Associate professor of law Michael Sant’Ambrogio said this is an argument people have been making for decades, but the EEOC ruling is important because they’re the “federal agency responsible for judiciary standards in employment.”
Neuroscience sophomore Carter Griffin said the decision is a step forward for the LGBT community, one which will provide them greater peace of mind.
However, Sant’Ambrogio said this decision isn’t the end of the story.
“The question is, how successful will they be at convincing the federal courts?” Sant’Ambrogio said. The EEOC’s interpretation will be tested in court, but the cases won’t always go the same way.
Although this ruling allows some protection, 27 states still have no legislation to protect LGBT people from employment discrimination.
“It’s a good thing for the time being that there is protection, but there still needs to be legislation,” social relations and policy senior Sean Wolski said.
Wolski said the EEOC extended the 1964 Civil Rights Act to cover gender orientation and gender identity in 2012, but many transgender people are still in poverty because of job discrimination.
Wolski said discrimination based on sexual orientation happens more often than people think, and Griffin agrees it’s a relevant threat.
Though an LGBT person can file a complaint with the EEOC if they are discriminated against, Lisser said the commission received 88,778 complaints in 2014, 1,093 of those claiming LGBT discrimination.

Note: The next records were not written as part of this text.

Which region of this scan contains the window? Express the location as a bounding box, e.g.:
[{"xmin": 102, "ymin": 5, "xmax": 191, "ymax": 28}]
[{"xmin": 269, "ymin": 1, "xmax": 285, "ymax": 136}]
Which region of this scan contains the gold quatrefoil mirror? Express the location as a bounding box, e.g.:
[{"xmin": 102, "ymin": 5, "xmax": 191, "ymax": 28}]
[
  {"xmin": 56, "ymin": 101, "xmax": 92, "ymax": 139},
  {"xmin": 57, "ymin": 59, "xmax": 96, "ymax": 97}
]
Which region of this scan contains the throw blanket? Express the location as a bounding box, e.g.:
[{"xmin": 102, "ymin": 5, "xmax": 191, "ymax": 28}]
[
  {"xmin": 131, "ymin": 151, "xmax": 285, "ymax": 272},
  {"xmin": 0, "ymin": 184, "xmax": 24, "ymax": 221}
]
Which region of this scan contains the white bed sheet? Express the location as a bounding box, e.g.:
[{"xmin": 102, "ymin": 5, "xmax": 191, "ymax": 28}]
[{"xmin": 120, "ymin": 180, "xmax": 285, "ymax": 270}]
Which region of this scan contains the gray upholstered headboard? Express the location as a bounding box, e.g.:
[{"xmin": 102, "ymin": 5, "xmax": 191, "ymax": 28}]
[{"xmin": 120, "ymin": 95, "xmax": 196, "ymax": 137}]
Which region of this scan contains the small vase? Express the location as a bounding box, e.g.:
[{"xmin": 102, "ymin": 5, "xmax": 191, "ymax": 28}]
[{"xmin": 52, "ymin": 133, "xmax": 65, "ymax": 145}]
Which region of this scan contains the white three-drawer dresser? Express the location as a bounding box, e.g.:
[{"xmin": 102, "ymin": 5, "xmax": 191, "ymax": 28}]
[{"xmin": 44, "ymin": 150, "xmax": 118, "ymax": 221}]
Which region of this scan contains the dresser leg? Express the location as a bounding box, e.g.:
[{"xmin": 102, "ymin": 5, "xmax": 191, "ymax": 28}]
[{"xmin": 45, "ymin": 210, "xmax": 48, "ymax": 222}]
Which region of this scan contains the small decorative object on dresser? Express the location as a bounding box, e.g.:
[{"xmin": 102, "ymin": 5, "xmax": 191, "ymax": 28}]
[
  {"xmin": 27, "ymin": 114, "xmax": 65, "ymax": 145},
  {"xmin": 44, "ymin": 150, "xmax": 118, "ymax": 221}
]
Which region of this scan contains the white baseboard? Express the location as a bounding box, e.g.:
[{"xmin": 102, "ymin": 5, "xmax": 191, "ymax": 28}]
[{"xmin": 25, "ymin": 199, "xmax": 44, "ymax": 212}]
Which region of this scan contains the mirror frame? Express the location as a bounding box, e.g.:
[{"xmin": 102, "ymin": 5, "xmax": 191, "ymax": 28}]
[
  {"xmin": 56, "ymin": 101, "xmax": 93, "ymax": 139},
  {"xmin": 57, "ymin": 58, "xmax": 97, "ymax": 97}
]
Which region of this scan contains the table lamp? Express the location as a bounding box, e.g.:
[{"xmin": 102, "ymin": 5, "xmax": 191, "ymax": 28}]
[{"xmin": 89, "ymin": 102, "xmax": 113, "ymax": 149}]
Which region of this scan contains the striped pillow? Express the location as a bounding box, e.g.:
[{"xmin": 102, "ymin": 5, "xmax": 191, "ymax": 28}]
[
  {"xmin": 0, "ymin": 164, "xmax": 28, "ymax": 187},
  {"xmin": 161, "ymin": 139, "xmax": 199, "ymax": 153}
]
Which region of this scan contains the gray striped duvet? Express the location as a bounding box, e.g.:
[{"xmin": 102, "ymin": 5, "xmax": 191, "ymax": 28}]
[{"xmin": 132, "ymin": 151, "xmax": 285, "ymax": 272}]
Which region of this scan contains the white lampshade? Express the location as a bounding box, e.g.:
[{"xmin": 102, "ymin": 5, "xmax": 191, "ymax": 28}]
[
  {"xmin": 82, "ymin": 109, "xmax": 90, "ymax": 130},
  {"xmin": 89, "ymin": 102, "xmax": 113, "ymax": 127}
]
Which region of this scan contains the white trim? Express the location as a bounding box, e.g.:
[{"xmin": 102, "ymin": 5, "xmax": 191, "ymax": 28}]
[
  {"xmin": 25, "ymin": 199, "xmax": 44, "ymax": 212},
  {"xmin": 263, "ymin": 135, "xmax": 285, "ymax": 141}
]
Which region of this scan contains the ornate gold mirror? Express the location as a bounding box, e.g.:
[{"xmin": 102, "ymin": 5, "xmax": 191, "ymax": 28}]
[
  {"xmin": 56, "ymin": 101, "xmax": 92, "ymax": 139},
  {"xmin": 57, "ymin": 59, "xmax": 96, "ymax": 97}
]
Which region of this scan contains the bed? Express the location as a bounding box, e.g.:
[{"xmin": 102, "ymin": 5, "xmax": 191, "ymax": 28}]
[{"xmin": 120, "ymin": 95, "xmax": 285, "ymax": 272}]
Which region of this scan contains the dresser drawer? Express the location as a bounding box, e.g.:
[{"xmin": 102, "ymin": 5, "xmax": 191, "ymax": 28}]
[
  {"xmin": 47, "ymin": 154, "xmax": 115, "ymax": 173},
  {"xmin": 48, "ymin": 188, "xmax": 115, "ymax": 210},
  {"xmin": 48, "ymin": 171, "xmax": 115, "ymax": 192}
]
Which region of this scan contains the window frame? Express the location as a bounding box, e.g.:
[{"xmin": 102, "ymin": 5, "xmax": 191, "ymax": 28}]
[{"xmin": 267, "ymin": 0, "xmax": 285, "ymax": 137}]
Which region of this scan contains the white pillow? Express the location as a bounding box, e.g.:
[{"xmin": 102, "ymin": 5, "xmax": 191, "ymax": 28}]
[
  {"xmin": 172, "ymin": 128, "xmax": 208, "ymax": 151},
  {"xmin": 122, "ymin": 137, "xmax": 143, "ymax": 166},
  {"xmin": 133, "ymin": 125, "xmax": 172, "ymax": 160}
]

Neuroscience senior Zachary Ireland said his twin brother, who is part of the LGBT community, worked at a toy store where his boss, who assumed he was gay, made fun of him.
“His boss would say he was acting like a 12-year-old girl,” Ireland said.
This incident happened in Ireland’s home state of Texas, which, like Michigan, has no legislation to protect discrimination of an LGBT person in the workplace.
“There is still a benefit for the LGBT community if Michigan passes laws against sexual orientation discrimination,” Sant’Ambrogio said.
The EEOC’s decision covers employment, but Lisser said housing and other areas are not covered.
Although sexual orientation is a sexual issue, Griffin believes it should have its own category and legislation should happen at the federal level.